The SemEval workshop focuses on the evaluation and comparison of systems that can alyse diverse semantic phenomena in text with the aim of extending the current state of the art in semantic analysis and creating high quality annotated datasets in a range of increasingly challenging problems in natural language semantics. In particular, SemEval-2019 task 5 aims at detecting hate speech featured by two specific different targets, immigrants and women, in a multilingual perspective, for Spanish and English.
The publication represents the first major achievement of the Intelligent Systems Group in the field of hate speech, reflected in an honorable fifth position in the Spanish sub-task A and in the development of the best European system in the same sub-task.

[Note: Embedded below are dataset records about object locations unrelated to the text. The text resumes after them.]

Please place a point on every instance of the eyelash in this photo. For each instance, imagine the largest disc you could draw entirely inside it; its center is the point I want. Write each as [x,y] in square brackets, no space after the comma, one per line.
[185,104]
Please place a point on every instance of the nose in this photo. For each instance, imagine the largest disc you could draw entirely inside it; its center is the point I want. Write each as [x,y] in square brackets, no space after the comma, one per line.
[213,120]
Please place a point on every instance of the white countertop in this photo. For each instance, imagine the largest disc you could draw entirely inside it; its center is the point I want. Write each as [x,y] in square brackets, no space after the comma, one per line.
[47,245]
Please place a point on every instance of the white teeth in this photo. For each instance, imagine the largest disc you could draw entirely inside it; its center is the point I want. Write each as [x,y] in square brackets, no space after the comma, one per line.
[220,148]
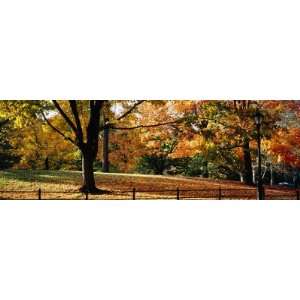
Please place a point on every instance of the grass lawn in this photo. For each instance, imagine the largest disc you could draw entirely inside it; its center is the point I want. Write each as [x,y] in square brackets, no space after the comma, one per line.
[121,186]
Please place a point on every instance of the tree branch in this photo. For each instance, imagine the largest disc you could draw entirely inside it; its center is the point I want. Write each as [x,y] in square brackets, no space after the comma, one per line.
[67,119]
[130,110]
[79,134]
[147,126]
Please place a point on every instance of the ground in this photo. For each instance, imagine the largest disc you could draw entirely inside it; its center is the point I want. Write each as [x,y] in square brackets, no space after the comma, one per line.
[24,184]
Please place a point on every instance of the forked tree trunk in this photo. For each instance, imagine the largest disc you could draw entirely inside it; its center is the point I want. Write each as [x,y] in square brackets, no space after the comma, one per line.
[247,173]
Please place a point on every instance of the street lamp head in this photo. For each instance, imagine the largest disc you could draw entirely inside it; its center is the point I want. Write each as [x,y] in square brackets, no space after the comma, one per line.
[258,117]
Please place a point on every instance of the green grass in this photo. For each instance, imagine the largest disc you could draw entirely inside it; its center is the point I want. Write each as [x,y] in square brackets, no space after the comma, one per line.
[70,181]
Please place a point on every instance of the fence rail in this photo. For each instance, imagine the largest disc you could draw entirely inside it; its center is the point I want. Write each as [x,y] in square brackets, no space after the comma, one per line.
[142,194]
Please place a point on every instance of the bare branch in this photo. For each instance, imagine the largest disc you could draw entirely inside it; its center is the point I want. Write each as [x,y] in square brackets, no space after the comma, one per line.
[64,115]
[131,109]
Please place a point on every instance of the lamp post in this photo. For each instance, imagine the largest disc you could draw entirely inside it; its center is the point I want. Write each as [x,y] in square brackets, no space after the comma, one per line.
[259,190]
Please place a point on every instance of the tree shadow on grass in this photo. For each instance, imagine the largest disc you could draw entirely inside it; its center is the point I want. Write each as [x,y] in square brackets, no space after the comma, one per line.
[40,176]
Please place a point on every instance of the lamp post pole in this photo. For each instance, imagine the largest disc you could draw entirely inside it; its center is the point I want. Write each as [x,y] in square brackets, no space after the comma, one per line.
[259,189]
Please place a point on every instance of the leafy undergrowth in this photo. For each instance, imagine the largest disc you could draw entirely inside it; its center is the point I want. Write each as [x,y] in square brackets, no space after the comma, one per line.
[24,184]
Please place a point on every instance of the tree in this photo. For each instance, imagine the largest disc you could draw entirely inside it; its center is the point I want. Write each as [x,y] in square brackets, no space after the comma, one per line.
[86,138]
[7,156]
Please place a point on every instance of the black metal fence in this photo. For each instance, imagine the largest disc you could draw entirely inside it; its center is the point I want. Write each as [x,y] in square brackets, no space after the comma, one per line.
[167,194]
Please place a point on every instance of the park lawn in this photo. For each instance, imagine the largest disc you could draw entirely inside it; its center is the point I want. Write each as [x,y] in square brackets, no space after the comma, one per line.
[24,184]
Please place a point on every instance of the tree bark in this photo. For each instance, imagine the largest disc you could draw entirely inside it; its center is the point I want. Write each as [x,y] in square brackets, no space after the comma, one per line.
[247,172]
[88,178]
[105,163]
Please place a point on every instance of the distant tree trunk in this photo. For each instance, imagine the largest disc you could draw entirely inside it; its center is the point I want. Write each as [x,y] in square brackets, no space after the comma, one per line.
[241,177]
[105,163]
[247,173]
[47,163]
[88,172]
[271,175]
[205,170]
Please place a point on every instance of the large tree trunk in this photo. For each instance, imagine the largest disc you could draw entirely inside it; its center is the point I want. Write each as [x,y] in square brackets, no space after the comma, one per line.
[247,172]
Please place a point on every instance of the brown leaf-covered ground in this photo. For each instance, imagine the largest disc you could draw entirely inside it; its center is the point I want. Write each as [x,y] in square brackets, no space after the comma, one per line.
[24,184]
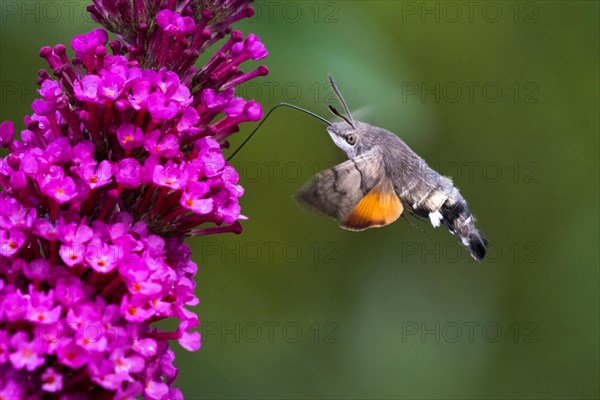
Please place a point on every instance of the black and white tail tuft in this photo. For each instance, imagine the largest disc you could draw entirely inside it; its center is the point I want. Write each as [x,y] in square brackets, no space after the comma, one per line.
[458,219]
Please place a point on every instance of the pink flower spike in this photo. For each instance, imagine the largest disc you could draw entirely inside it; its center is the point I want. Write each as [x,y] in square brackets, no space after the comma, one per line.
[192,198]
[130,136]
[52,381]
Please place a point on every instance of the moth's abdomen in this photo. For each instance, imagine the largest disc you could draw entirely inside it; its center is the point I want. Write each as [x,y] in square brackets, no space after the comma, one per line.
[434,196]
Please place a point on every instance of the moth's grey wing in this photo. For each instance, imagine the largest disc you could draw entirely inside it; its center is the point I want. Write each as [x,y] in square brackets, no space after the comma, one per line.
[336,191]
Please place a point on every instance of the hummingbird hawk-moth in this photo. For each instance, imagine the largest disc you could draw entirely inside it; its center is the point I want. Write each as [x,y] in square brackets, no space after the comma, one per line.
[382,178]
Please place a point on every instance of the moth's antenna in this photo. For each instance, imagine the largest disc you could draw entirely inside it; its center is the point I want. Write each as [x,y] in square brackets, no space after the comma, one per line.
[337,113]
[267,116]
[341,99]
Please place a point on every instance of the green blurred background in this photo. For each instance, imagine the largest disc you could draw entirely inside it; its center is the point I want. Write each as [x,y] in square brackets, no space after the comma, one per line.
[501,96]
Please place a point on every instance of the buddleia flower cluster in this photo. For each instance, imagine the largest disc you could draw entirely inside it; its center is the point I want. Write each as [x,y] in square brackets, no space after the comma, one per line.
[120,161]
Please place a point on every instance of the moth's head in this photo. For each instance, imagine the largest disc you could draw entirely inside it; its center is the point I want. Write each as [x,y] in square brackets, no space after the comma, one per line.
[353,139]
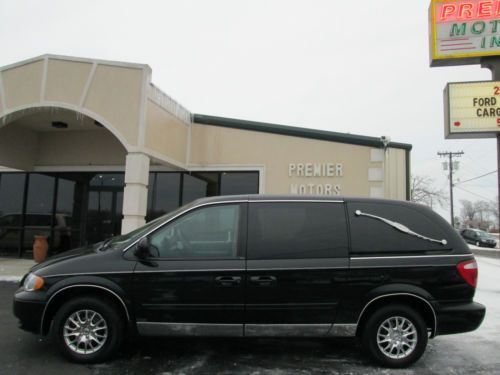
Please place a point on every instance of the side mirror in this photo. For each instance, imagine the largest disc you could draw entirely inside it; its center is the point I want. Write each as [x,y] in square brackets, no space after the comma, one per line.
[142,249]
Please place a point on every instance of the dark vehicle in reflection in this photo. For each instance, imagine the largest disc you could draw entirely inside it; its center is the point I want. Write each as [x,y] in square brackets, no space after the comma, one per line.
[478,237]
[57,226]
[393,274]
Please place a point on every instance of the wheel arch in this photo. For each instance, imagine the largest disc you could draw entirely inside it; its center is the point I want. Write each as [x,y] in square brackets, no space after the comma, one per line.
[67,292]
[419,303]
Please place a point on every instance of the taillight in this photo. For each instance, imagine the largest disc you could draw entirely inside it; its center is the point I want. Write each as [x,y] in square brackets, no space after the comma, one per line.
[468,271]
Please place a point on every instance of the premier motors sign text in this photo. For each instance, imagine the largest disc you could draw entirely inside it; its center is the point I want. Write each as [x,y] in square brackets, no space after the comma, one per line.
[315,171]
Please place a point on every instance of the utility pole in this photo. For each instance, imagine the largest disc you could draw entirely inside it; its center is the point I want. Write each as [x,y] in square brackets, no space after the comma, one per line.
[450,156]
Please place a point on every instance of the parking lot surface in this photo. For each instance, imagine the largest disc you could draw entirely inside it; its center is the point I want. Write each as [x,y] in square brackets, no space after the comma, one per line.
[470,353]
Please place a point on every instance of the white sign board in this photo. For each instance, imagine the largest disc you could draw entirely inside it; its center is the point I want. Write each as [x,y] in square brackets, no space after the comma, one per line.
[472,109]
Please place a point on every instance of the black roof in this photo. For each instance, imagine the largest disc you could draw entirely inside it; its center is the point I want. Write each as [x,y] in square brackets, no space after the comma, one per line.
[296,131]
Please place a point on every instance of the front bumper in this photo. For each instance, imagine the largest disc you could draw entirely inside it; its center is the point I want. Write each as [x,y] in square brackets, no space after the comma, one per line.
[459,317]
[28,307]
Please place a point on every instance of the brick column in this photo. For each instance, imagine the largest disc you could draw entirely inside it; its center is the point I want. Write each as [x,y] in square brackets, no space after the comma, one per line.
[135,195]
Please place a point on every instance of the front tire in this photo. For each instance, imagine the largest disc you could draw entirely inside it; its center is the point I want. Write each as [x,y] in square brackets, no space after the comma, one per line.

Abstract. This paper describes the GSI-UPM system for SemEval-2019 Task 5, which tackles multilingual detection of hate speech on Twitter. The main contribution of the paper is the use of a method based on word embeddings and semantic similarity combined with traditional paradigms, such as n-grams, TF-IDF and POS. This combination of several features is fine-tuned through ablation tests, demonstrating the usefulness of different features. While our approach outperforms baseline classifiers on different sub-tasks, the best of our submitted runs reached the 5th position on the Spanish sub-task A.
The SemEval-2019 workshop was held June 6-7, 2019 in Minneapolis, USA, collocated with the Annual Conference of the North American Chapter of the Association for Computational Linguistics: Human Language Technologies (NAACL-HLT 2019).